Skorzystam także z tematu i napisze coś co denerwuje mnie od zawsze. Na codzień mieszkam we Wrocławiu. Jest tu dużo ścieżech rowerowych, ale co z tego skoro zazwyczaj są one częścią chodnika a nie jezdni. Przez co co chwila trzeba przejeźdżać przez wyjazdy z posesji lub przejazdy dla rowerzystów, co bardzo spowalnia i jest niebezpieczne. Ponadto normą są drogi które mają po 100-200 m długości i nagle się kończą. Jaki ma to sens?
wieprz
02.10.2013 22:00:40
zakaz wjazdu do miasta powinni miec rowerzysci .... po polnych drogach jezdzic a nie panoszyc sie sie po miescie.....
Maciek
02.10.2013 21:56:27
problem polega na tym, że tragiczna nawierzchnia z takiej kostki, jakiej nie ma chyba w całej Polsce, wymusiła na rowerzystach jazdę po chodnikach. Ta nawierzchnia, jej stan narusza przepisy dotyczące budowy dróg, ale też i bezpieczeństwa. Urządzanie tam biegów to już w ogóle zakrawa na kpinę i raczej kwalifikuje się do zbadania przez organy prawa.
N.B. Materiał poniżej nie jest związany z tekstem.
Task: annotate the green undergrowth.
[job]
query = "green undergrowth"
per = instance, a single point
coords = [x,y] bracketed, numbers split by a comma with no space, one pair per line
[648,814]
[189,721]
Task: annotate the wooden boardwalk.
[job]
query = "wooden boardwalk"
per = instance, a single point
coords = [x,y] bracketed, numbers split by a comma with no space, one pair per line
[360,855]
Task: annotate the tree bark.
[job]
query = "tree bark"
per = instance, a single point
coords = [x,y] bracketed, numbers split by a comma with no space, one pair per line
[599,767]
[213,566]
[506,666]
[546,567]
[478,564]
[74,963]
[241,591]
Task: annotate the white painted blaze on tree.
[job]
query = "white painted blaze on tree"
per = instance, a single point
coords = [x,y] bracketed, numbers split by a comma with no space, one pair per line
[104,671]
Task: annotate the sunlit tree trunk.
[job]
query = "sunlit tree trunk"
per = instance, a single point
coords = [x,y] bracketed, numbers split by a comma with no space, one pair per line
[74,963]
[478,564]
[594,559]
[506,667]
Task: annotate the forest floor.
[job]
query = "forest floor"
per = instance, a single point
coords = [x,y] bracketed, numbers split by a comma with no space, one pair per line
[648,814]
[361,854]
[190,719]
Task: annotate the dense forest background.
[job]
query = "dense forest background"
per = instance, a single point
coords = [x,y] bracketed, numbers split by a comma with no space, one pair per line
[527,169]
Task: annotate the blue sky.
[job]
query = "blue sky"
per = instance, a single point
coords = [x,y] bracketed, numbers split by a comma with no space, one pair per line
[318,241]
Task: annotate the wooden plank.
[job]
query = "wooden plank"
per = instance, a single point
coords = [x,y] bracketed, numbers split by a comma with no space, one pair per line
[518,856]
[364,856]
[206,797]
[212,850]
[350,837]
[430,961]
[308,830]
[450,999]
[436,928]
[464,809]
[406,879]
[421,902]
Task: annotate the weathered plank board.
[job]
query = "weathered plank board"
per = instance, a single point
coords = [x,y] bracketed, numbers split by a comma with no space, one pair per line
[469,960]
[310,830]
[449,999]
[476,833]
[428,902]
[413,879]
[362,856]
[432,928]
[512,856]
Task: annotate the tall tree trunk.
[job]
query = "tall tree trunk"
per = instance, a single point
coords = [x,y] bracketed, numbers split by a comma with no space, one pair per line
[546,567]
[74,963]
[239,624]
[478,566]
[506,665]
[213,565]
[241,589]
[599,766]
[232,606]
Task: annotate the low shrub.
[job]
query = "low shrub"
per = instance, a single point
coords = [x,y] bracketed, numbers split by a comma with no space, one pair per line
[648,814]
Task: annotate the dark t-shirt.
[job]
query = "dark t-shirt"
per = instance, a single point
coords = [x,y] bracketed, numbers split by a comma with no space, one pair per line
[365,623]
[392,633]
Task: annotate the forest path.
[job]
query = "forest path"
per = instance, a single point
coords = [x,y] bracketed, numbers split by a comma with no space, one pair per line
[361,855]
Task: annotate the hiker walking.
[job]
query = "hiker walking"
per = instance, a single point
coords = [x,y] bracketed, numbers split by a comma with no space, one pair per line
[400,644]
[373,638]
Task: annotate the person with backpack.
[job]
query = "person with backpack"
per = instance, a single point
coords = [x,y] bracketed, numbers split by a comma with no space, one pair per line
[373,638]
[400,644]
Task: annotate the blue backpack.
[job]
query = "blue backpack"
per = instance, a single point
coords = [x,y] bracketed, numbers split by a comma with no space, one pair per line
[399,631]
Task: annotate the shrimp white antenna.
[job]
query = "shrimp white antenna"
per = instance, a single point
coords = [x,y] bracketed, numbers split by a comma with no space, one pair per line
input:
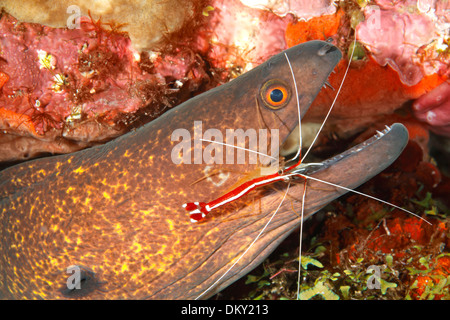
[298,108]
[242,148]
[334,101]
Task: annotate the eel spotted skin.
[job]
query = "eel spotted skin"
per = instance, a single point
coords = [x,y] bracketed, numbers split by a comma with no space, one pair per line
[114,212]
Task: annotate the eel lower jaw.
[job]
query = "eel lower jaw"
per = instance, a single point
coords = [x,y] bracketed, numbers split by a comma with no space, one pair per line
[391,141]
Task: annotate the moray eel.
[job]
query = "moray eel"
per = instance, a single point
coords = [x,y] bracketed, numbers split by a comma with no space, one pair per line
[108,223]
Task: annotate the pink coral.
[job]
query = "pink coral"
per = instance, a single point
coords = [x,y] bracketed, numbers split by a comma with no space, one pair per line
[434,109]
[393,38]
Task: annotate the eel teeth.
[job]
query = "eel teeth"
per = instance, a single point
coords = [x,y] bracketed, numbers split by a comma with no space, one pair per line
[382,133]
[327,84]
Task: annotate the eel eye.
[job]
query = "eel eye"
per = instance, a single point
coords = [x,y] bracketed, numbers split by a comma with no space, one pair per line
[275,94]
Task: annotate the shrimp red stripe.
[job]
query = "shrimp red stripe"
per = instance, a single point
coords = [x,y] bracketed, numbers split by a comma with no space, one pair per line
[199,210]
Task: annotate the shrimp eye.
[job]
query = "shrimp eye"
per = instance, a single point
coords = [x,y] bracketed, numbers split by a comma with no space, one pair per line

Ale nic się nie dzieje - dopóki komuś coś się nie stanie, oby się nie stało.
A ludzie na wózkach, to już chyba zjechali do podziemia
toronto
02.10.2013 21:14:54
Dlaczego nikt nie porusza kwestii nagminnego poruszania się pieszych po ścieżkach rowerowych? Ja non stop muszę objeżdżać święte krowy idące samym środkiem ścieżki rowerowej pod sądem lub na łokietka. Zwróć takim uwagę to cię zwyzwią.I teraz to ja mam płacić mandat za to że używam chodnika do ominięcia piechurów na ścieżce? :/ wolne żarty
rowrzysta
02.10.2013 20:52:00
W Sieradzu co chwilę można spotkać rowerzystów, którzy poruszają się po tutejszych chodnikach, czym zagrażają bezpieczeństwu pieszych. - no właśnie super dziennikarzu czym?
jacka widziałem na rowerze, który jechał PO chodniku. Czy dostałby mandat?
ja to byłabym za tym żeby rowerzyści zostali na ścieżkach, kto komu zrobi większą krzywdę, rowerzysta pieszemu czy samochód rowerzyście ?
WEB.er
02.10.2013 20:24:08
kiedyś przyjdzie moda na poruszanie się pojazdami zgodnie z obowiązujacymi przepisami.
brumbrum dryń dryń
02.10.2013 20:18:08
To jest dopiero paradoks: narzekanie na rowerzystów -> rowerzyści skarżą się na brak ścieżek -> prezydent czy ktoś inny mówi, że sprawą się zajmie -> nic się nie dzieje -> mijają dwa miesiące i znowu narzekanie na rowerzystów. Ja mimo wszystko chciałbym zobaczyć te statystyki, ile ludzi ucierpiało w naszym mieście przez rowerzystów.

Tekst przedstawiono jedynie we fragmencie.